『SLAM DUNK』で「確かに…」と思ってしまった“細かすぎる秀逸ツッコミ”3選 井上雄彦のコミカルな描写がクセになる…!?の画像
『SLAM DUNK』(17) [DVD](東映)

 バスケ漫画としてのみならず、今や日本漫画を代表する『SLAM DUNK』。2022年12月3日に公開された映画『THE FIRST SLAM DUNK』は、既存ファンだけでなく新たなファン層をも獲得している。累計の観客動員数は610万人、興行収入89億円を突破し、その勢いは止まることはない。

 井上雄彦氏の圧倒的な画力はもちろんのこと、試合中や練習中などの描写が細部にわたって丁寧に作り込まれているのも、本作の魅力だと思う。

 今回は、登場人物の“細かすぎる秀逸ツッコミ”に注目して、シーンを振り返ってみたい。

■「ここから1点でも多く入れた方の勝ち」にツッコむ桜木

 インターハイ初戦、強豪・豊玉高校と対戦した湘北。豊玉メンバーに翻弄されて前半は苦戦したものの、後半残り5分で同点に追いつき、スコアを振り出しに戻す。

 そして、豊玉が取ったタイムアウト。金平監督が岸本実理を殴り、荒れる豊玉ベンチを横目に、安西先生は「こっちに注目!」「むこうはむこうだ」と神妙な顔つきで話を始める。
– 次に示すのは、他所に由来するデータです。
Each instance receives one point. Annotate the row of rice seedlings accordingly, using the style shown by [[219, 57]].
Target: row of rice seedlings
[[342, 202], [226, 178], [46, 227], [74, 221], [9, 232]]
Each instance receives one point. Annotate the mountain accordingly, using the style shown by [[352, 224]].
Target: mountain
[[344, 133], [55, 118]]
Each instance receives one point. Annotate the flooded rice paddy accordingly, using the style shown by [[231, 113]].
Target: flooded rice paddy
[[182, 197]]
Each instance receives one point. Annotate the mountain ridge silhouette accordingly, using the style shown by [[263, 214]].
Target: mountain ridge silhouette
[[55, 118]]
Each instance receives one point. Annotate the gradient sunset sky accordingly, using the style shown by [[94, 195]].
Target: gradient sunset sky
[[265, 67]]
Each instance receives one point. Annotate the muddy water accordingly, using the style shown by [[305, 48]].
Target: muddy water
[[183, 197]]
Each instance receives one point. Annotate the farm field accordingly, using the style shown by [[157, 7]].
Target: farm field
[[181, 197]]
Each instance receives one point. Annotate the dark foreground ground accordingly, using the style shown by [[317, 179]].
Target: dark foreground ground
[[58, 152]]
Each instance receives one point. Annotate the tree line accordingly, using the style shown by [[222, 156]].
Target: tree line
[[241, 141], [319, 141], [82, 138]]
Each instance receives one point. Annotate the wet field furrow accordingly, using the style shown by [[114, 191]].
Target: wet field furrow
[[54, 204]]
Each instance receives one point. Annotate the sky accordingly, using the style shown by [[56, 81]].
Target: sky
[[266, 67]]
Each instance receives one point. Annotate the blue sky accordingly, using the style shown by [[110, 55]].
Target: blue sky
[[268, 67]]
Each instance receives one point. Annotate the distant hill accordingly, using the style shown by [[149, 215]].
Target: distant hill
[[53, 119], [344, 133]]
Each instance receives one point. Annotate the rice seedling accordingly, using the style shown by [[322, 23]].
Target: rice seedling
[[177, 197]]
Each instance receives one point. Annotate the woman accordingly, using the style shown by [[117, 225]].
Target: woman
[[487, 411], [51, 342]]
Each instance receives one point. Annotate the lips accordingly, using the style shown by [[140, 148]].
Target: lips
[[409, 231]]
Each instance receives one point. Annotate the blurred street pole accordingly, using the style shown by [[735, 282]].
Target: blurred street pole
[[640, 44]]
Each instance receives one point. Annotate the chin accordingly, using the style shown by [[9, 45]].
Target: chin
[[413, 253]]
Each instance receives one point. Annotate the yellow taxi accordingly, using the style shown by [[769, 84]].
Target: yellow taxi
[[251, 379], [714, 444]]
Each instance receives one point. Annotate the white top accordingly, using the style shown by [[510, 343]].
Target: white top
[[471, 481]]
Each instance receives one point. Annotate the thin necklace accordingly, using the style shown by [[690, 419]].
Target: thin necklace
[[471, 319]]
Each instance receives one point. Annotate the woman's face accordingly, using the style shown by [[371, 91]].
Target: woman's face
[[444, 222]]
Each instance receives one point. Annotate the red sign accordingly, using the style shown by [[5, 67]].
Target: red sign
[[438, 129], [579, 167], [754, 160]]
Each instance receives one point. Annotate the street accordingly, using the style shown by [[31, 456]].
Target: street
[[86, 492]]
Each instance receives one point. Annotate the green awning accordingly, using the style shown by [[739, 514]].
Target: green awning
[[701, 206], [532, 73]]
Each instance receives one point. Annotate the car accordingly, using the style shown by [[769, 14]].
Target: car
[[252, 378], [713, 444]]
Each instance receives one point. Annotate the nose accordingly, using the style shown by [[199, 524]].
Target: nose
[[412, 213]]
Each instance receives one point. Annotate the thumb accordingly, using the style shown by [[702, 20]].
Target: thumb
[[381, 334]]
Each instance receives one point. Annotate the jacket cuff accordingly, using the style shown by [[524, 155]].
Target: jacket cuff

「残りは5分 点差はなし」「ここから1点でも多く入れた方の勝ちです」の言葉に、キャプテン赤木剛憲・三井寿・宮城リョータは「はい!!」と気合十分、真摯に応えるのだが、桜木だけは「まーーた あたりまえのこと 言ってやがる……」と、心のなかでツッコんでいる。

 そして「そのためには1回でも多く攻撃のチャンスをつくること」「相手の攻撃のチャンスを減らすこと」と続けた先生は、「リバウンドを制すれば勝てる!」と言い切った。

 ここでようやくハッとした様子を見せる桜木。もしかしたら安西先生は、あえて最初から簡単な言葉でリバウンドの必要性を桜木にわかるように伝えていたのかもしれない。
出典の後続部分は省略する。